Discriminant Analysis for Principal Components, (DAPC), was performed on the three datasets in order to determine which other differentially - methylated genes (with difference in mean methylation value > 0.15), behaved comparably to the subset of genes, used for detailed analysis. The larger difference in mean methylation value is chosen here, because we are ultimately searching for and characterising potential marker candidates, which clearly differentiate cancer from non-cancer. For the three datasets, 1260, 792 and 859 differentially methylated genes, respectively, are found, with an overlap of 613 genes. DAPC separates the small initial subset of genes into seven clusters (g1-g7) for D1 and D2 and six gene clusters (g1-g6) for D3. The gene clustes are projected onto the plane defined by the first two discriminant functions (DF). The seventh gene cluster (g7) is very small hence the following discussion refers only to the first six gene clusters. The remaining genes in the full set were then projected onto the same plane, with each assigned to one of the gene clusters.
In general, DAPC shows that, despite some overall similarities, the three datasets exhibit considerable differences in detail. In Fig. 5, projections onto the DF1/DF2 - plane, defined by the initial gene subset analysis, (see Materials and Methods), are shown for the remaining genes from D1-D3. Any two gene clusters in different datasets are assigned the same annotation if their relative location on the plane is the same. Fig. 6 shows, the variability of the gene methylation values, for each gene cluster (g) in each dataset, across the four tumour tissue clusters, (c1-c4). The gene clusters (g1-g7) range from that associated with rather uniform methylation pattern across both tumours and healthy-looking tissues (extreme left in Fig. 5) to that associated with high methylation profiles in a reduced group of tumours (extreme right in Fig. 5). Incidence of tumours with high methylation decreases from g6 to g1, (Figs. 5 and 6). The overall gene localisation within gene clusters is very similar across the datasets, with most differences occurring in genes clusters at the far right, (Fig. 5).

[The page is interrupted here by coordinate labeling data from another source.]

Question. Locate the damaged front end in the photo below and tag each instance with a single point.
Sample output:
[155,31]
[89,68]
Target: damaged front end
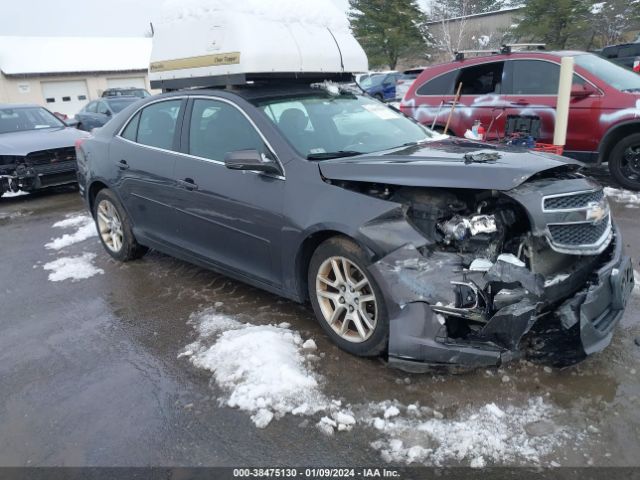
[39,169]
[491,264]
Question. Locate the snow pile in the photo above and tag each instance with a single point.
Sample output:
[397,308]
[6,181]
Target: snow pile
[322,13]
[486,435]
[73,268]
[263,368]
[623,196]
[86,229]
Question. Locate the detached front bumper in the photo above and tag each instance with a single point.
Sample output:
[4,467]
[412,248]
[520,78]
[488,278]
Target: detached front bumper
[29,178]
[413,285]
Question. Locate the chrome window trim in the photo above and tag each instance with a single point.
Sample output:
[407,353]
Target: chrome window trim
[188,155]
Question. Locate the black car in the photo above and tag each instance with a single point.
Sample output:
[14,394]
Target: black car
[36,149]
[435,250]
[625,54]
[98,112]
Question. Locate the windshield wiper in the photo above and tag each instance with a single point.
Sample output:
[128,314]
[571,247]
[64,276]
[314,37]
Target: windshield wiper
[329,155]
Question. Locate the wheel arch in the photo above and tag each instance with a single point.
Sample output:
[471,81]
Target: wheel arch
[308,246]
[614,135]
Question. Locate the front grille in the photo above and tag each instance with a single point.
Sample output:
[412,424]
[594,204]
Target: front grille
[54,155]
[579,234]
[573,201]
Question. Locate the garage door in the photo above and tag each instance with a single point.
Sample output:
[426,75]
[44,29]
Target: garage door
[65,97]
[135,82]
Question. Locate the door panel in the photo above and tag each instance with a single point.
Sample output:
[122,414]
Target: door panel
[146,169]
[228,216]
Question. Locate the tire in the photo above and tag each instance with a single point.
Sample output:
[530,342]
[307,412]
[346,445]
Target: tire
[114,228]
[624,162]
[370,337]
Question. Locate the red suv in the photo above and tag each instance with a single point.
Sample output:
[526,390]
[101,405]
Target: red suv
[604,118]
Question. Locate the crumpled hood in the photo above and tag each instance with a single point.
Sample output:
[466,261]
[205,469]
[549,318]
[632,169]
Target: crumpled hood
[442,164]
[23,143]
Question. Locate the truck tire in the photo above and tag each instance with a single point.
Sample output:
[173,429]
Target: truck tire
[114,228]
[346,299]
[624,162]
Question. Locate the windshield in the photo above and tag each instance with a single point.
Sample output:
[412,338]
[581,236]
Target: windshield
[27,118]
[371,81]
[618,77]
[121,103]
[322,126]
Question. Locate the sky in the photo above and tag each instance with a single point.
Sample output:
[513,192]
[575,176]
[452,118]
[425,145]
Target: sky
[83,17]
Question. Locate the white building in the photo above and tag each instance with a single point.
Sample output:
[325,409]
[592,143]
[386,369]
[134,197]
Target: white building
[64,73]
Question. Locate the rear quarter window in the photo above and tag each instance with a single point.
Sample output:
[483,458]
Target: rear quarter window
[440,85]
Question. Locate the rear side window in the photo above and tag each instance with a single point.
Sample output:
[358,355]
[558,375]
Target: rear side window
[537,77]
[158,124]
[131,132]
[218,128]
[481,79]
[440,85]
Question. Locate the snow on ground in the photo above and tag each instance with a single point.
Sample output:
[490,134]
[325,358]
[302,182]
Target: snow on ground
[266,370]
[19,193]
[263,368]
[631,199]
[73,268]
[86,229]
[475,437]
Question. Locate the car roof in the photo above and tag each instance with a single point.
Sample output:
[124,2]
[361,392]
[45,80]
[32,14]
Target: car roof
[512,55]
[19,105]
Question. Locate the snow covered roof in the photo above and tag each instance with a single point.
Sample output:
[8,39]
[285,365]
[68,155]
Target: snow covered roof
[203,42]
[32,55]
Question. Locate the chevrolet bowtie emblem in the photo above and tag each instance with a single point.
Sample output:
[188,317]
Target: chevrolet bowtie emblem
[597,211]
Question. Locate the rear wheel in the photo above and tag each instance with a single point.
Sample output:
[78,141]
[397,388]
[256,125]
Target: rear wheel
[624,162]
[114,228]
[346,299]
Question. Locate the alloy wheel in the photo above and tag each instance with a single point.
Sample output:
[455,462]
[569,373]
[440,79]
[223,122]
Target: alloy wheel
[110,226]
[346,299]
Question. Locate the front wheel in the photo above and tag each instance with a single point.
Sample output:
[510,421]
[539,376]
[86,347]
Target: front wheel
[346,299]
[624,162]
[114,228]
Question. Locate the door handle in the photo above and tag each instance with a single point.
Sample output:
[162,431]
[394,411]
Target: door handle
[188,183]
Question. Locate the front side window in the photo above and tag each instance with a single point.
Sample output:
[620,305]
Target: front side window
[102,108]
[29,118]
[218,128]
[481,79]
[321,126]
[158,124]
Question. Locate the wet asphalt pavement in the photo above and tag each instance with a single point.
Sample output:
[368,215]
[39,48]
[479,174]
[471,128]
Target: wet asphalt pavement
[90,374]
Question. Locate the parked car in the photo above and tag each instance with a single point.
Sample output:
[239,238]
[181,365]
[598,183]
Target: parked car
[36,149]
[98,112]
[604,119]
[625,54]
[126,92]
[433,249]
[381,87]
[405,80]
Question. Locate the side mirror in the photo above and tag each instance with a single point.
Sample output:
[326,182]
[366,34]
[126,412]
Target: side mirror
[251,160]
[583,91]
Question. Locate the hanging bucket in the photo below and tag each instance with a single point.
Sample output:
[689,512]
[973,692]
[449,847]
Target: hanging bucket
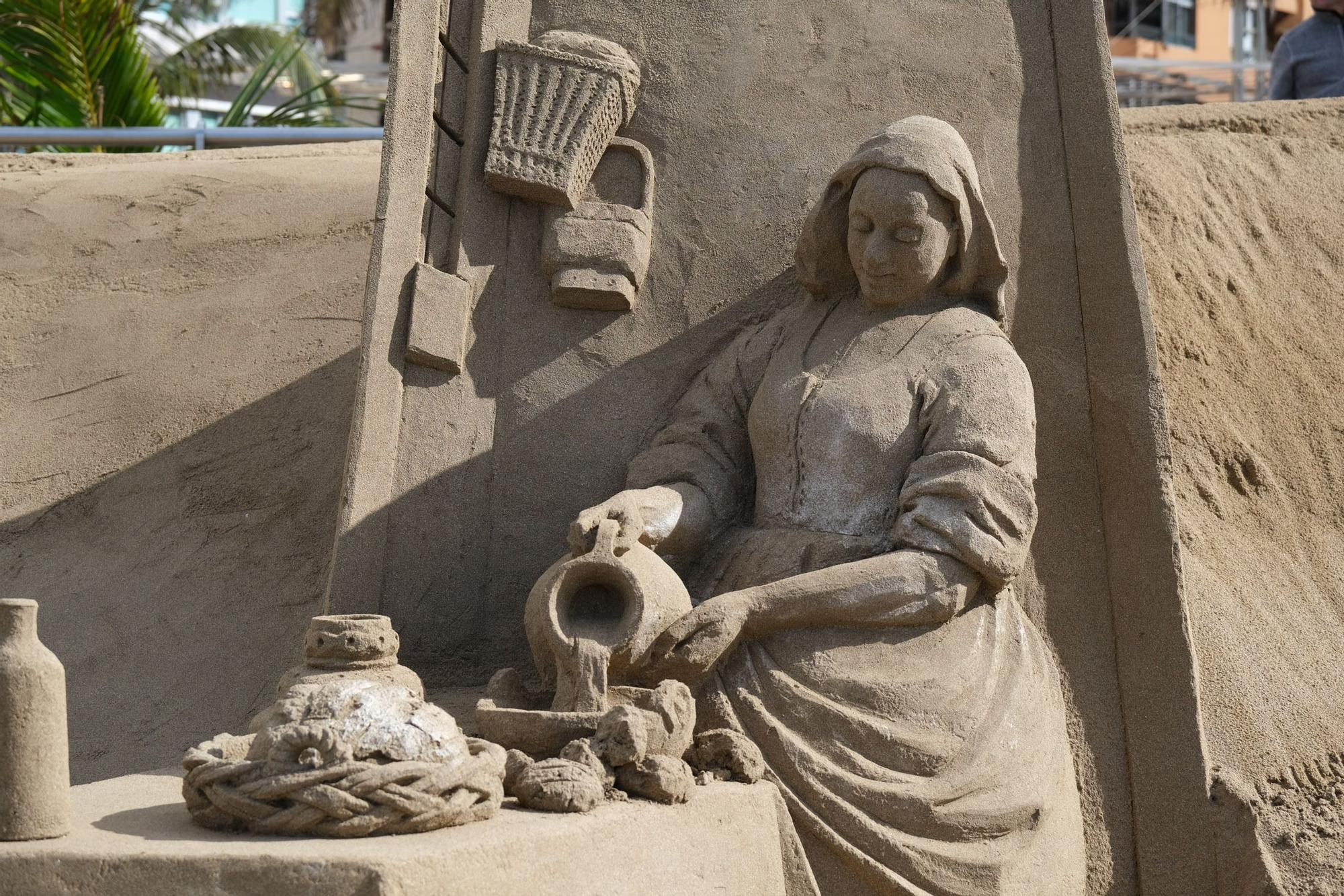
[558,103]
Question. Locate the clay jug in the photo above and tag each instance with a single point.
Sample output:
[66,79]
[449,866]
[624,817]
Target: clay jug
[615,598]
[358,645]
[34,750]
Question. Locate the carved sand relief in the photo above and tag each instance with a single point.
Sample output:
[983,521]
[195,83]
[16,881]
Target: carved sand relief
[558,105]
[592,620]
[850,488]
[350,749]
[597,255]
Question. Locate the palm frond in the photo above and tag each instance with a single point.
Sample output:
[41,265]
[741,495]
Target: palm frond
[220,57]
[76,64]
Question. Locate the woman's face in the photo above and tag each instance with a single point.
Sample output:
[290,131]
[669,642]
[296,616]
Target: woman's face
[901,237]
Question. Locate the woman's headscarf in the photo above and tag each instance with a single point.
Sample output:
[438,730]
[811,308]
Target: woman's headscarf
[919,146]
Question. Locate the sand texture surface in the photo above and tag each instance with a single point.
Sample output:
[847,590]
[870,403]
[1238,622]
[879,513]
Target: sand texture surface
[1240,212]
[178,351]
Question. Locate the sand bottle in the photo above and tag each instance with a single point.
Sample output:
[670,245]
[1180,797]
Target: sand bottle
[34,750]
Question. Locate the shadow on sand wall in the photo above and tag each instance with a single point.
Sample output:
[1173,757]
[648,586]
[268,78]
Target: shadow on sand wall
[178,590]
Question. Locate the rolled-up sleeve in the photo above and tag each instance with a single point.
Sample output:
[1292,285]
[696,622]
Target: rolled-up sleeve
[971,495]
[706,441]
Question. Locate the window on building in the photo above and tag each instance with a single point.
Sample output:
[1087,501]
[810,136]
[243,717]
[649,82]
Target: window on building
[1179,22]
[1136,19]
[1167,21]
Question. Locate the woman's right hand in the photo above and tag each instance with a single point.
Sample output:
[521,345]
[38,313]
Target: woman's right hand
[646,515]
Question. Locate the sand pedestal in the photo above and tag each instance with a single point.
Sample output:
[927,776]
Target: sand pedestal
[131,836]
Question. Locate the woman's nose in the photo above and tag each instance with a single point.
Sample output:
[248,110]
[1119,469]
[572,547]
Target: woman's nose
[877,255]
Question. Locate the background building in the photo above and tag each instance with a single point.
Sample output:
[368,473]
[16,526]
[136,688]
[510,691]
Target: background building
[1170,52]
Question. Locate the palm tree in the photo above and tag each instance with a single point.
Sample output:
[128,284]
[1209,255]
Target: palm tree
[76,64]
[111,62]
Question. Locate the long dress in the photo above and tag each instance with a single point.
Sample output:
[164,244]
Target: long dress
[919,761]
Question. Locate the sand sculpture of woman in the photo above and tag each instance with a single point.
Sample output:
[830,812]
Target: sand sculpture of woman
[854,484]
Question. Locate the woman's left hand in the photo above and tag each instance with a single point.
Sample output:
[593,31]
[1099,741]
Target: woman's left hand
[694,644]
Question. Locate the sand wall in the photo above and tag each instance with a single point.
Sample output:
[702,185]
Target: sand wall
[177,358]
[178,350]
[1240,210]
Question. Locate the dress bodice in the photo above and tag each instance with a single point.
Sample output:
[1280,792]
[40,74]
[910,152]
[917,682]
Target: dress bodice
[831,445]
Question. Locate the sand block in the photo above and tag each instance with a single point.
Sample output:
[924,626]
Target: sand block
[132,836]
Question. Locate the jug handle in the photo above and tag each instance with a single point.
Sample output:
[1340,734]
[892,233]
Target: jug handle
[605,541]
[642,152]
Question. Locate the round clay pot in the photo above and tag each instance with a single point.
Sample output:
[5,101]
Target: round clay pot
[351,647]
[620,597]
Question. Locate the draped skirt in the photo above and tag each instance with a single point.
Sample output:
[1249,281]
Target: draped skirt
[924,761]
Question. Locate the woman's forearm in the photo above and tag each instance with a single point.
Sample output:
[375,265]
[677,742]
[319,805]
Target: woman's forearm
[898,589]
[678,518]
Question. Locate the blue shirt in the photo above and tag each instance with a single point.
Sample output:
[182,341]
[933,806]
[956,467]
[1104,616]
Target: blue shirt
[1310,60]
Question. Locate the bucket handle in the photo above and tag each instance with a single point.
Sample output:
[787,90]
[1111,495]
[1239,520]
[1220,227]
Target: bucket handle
[642,152]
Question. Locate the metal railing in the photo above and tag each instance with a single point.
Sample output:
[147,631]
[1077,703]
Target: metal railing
[194,138]
[1150,83]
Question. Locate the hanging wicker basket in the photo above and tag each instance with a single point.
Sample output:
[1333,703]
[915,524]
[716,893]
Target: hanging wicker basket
[558,104]
[318,789]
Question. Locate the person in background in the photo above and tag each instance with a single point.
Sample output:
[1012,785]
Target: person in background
[1310,60]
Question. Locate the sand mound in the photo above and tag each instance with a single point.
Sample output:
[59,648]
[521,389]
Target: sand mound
[1241,224]
[178,351]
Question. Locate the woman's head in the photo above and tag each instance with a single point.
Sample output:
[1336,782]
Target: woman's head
[901,237]
[905,218]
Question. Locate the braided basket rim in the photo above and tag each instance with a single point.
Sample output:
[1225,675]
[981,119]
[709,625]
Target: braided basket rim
[358,799]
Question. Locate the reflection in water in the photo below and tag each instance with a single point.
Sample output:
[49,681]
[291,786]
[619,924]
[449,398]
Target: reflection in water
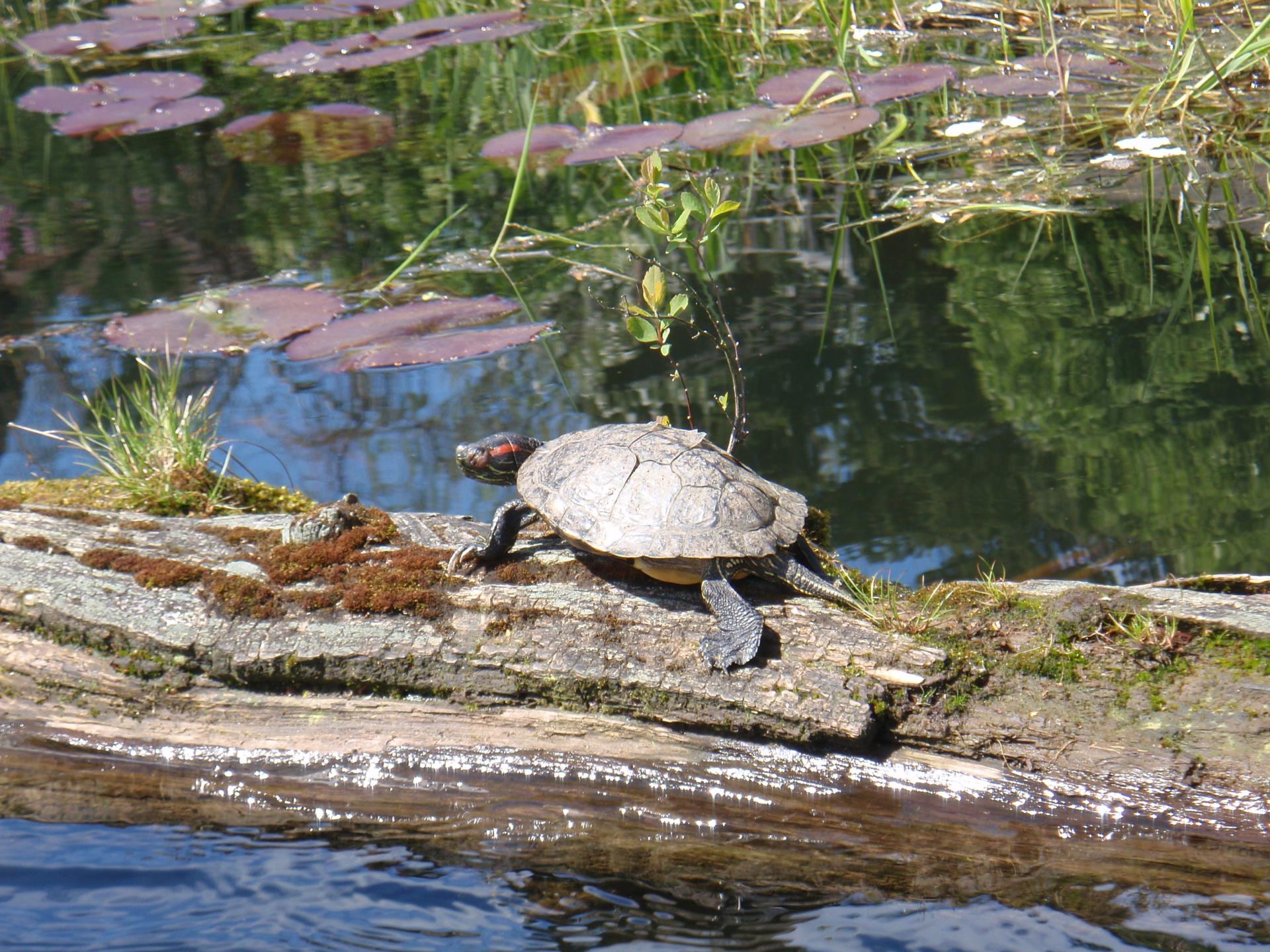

Principal Component (PC) Analysis on D1. Showing a) PC1 and PC2, with dots representing the projections of the tissues on the plane defined by PC1 and PC2. The different tissue groupings pre-labelled from c1 to c4 and 'adj' correspond to the separation into clusters, obtained with Bayesian Clustering (BC). The tissue projection onto the principal components gives clear agreement with BC cluster separation. b) PC2 and PC3. Tissue samples are represented by dots and genes by labelled arrows. Spatial proximity between arrows suggests that the corresponding genes have similar methylation profiles. Length of arrows is proportional to the importance of the respective gene to the tissue clustering. Proximity of an arrow to a cluster of dots represents the fact that the corresponding gene is important for the formation of this cluster of tissues. Again, c1 to c4 and 'adj' groupings correspond to the subclusters obtained in the previous BC analysis.
Principal Component (PC) Analysis on D3. Showing a) PC1 and PC2, with tissue-type clusters clearly shown and in agreement with Bayesian Clustering (BC) and b) PC2 and PC3. Tissue samples are represented by dots and genes by labelled arrows. The c1 to c4 and 'adj' groupings correspond to the subclusters obtained in the previous BC analysis.
DAPC (Discriminant Analysis based on Principal Component Analysis). Performed on D1, D2 and D3 respectively (GEO datasets). Key: Large shaded circles correspond to genes from the initial subset list. Small symbols indicate membership to different gene clusters, as determined by the discriminant functions, for the rest of the genes from the respective datasets. Resulting gene-clusters with similar relative locations on the plan, are annotated from 1 to 7 in the three datasets. Thus gene-cluster g4 here implies that member-genes have a similar position on the plan relative to the other gene clusters across the 3 datasets. Gene cluster 7 is very small hence is not considered in the subsequent discussion. Note how this time it is the genes which are projected on the plane defined by the first 2 discriminant functions (DF) (as opposed to the tissues being projected on the planes defined by the principal components (PC) in Fig. 3 and 4).
Gene methylation variability. Variability of gene methylation values across the four tissue clusters c1-c4 for each gene cluster and each dataset. In order to find a biological sense to the 6 main clusters of genes, determined by DAPC, we look at the average methylation levels across the four tissue clusters in each of the newly obtained gene cluster. Each row of boxplots refers to one of D1-D3 and each column refers to one gene cluster, g1-g6. Note how the mean methylation value and corresponding variance for adjacent healthy tissues and for cancer tissues from c2 to c4 increase with gene cluster number g1-g6 across the three datasets.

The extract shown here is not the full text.